THIS REVIEW CONTAINS MINOR SPOILERS.

by Jarrod Jones. Scan any list of podcasts or streaming documentaries and prepare to be bombarded with true crime. The sheer amount of deep investigative dives into unsolved murders from journalists and armchair detectives alike is enough to make your eyes water — and that’s before you become acquainted with the poor subjects of these sordid entertainments. Even fiction isn’t completely free of the subgenre’s tentacle grip. 

The Night of the 12th is fictionalized true crime that, to its benefit, is more interested in procedure than sensationalism. Dominik Moll’s probing, pertinent police drama (co-written by Gilles Marchand), which scored seven wins at last year’s César Awards (i.e. the French Oscars), concerns a murder case pulled from Pauline Guéna’s 18.3 – Une année à la PJ, a detailed account of the year the writer spent in Versailles observing its judicial police. Moll’s hypnotically paced film tamps down lurid details from the case with dull instances of futility, represented by failing relationships or a printer that never seems to work. Even the inciting death of an effervescent young woman named Clara (Lula Cotton Frapier) is shot from a distance.
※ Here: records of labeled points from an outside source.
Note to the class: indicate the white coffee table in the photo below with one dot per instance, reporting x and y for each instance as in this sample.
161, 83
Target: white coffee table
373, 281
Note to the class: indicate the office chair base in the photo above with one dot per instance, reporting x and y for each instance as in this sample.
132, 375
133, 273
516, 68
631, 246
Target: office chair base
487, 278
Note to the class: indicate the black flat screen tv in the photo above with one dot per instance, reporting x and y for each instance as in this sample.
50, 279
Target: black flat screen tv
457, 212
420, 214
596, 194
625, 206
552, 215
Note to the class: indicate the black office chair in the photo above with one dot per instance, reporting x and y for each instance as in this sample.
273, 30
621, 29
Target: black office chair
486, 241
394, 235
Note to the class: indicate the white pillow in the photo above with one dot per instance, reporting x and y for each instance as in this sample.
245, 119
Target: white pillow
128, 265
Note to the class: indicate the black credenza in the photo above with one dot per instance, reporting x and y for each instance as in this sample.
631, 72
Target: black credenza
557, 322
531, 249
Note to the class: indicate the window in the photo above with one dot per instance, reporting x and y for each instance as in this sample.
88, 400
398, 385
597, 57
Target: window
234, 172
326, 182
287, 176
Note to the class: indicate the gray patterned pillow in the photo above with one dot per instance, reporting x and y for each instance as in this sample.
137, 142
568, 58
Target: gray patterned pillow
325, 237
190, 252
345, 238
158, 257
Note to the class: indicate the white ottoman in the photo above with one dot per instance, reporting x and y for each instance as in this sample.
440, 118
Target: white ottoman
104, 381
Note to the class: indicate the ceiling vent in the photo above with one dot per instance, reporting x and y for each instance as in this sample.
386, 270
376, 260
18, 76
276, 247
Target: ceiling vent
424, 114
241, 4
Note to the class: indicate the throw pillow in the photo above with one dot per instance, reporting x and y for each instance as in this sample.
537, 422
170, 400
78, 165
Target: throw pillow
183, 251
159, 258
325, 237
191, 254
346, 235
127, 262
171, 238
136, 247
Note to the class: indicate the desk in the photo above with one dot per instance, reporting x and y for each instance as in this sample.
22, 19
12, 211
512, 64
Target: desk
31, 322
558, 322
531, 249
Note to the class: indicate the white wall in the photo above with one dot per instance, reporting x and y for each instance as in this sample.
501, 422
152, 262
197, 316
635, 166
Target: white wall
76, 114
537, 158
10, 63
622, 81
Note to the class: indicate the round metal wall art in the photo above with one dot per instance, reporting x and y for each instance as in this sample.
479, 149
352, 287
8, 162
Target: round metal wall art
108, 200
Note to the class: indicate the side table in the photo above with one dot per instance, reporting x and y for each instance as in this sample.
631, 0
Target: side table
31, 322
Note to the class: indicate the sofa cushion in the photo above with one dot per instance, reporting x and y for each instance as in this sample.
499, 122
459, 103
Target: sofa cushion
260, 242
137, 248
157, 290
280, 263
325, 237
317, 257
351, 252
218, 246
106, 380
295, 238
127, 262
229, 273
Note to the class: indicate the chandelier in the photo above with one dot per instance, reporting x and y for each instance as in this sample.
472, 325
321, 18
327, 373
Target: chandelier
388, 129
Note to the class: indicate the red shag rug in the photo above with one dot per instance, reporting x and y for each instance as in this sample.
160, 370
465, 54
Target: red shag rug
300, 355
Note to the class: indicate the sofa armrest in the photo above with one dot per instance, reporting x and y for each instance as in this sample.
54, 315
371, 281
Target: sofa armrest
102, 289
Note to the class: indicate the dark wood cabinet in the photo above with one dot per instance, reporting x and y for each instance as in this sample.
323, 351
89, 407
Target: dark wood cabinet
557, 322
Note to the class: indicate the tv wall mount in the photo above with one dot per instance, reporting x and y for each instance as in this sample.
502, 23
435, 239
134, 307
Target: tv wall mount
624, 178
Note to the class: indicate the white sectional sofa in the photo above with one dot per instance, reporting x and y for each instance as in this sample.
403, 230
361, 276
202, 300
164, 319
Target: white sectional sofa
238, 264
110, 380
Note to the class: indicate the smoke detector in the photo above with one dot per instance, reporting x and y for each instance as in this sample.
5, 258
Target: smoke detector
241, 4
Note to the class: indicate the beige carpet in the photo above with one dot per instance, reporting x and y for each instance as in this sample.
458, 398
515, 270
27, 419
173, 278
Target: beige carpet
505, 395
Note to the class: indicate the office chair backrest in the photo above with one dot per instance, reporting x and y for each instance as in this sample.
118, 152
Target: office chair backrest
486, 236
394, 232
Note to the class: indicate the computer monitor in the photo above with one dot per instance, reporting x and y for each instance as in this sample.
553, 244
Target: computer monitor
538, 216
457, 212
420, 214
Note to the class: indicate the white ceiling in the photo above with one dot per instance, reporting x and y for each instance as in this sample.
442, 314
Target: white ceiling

The Night of the 12th centers on Yohan Vivès (steely-eyed Bastien Bouillon), a youthful but sullen police captain entering his new role just as Clara’s murder crosses his homicide desk. Yohan begins a close working relationship with Marceau (Bouli Lanners), a weary older detective with complex feelings toward the case due to a recent separation from his wife. She’s begun a relationship with another man and has become pregnant, which hardens Marceau’s view of other men. The only moment of violence in the film that doesn’t directly affect a woman features Marceau working out his frustrations on a particularly galling suspect. There’s futility in that, too.

What stands out about the way Moll and Marchand have chosen to adapt this case is how gender roles play a part in it. Marceau’s extralegal thrashing might have heroically wrung out a new clue or confession in a typical murder mystery. Here, it represents male frustration, possibly impotence. The perceived motive behind the case is summed up plain as day by one of Clara’s friends: a girl was killed by a man because she was a girl. Yohan muses later, slightly robotically, that there might be something amiss between men and women. 

Yes. But why did Clara have to die? “It feels like punishment,” one detective in Yohan’s unit remarks. Another makes a thick assumption that because Clara kept an active sex life, her death was inevitable. 

Moll sympathizes with Clara and the unfair assumptions people place on young female victims, so it comes as a relief that his film works the gender angle with a focused, sterile eye. One scene has Yohel’s detective unit bluntly reason out the method of the murder, and their explanations are presented as absurd. They say women like Joan of Arc or those condemned in the Salem witch trials are burned. For their crimes, men are often shot, hung, or crucified. So they declare Clara’s death irrational. Stabbings, stranglings, that’s more tangible. “You can follow a guy’s thinking,” Marceau says. “You imagine he blew a fuse.” It’s enough to make you want to smack your forehead, and his.

When murder mysteries provide closure, it feels as though sense can exist in our chaotic, often senseless world. Movies like The Night of the 12th are a stark reminder that answers don’t always come and that strict adherence to rules and protocol — to sense — will often impede the steady march toward truth. “We fight evil by filing reports,” Marceau says. “We respect procedure,” Yohen retorts. Maybe that’s why this young starched shirt is frequently seen pedaling his bike along the velodrome, another closed loop where he goes nowhere fast.

Moll also peppers his film with superstition. One character is compared to a black cat due to his knack for conjuring lousy weekend shifts. There are recurring shots of actual cats wandering the suburban wilds of Grenoble (where the film was shot), and we’re to infer a specter of bad luck looms over this vicious murder because the detectives working the case seem to. Resting the irresolution of Clara’s case on bad luck would be tempting. The Night of the 12th suggests that, as these men furrow their brows because their rules aren’t producing desired outcomes, there’s another problem that needs addressing.

7.5 out of 10

The Night of the 12th hits limited release on May 19.

Directed by Dominik Moll.
Screenplay by Dominik Moll and Gilles Marchand.
Cinematography by Patrick Ghiringhelli.
Starring Bastien Bouillon, Bouli Lanners, Anouk Grinberg, Théo Cholbi, Johann Dionnet, Thibault Evrard, Julien Frison, Paul Jeanson, Mouna Soualem, and Pauline Serieys.
Produced by Caroline Benjo, Barbara Letellier, Carole Scotta, and Simon Arnal.

Not Rated, but contains one moment of cruel violence and some salty cop language. In French.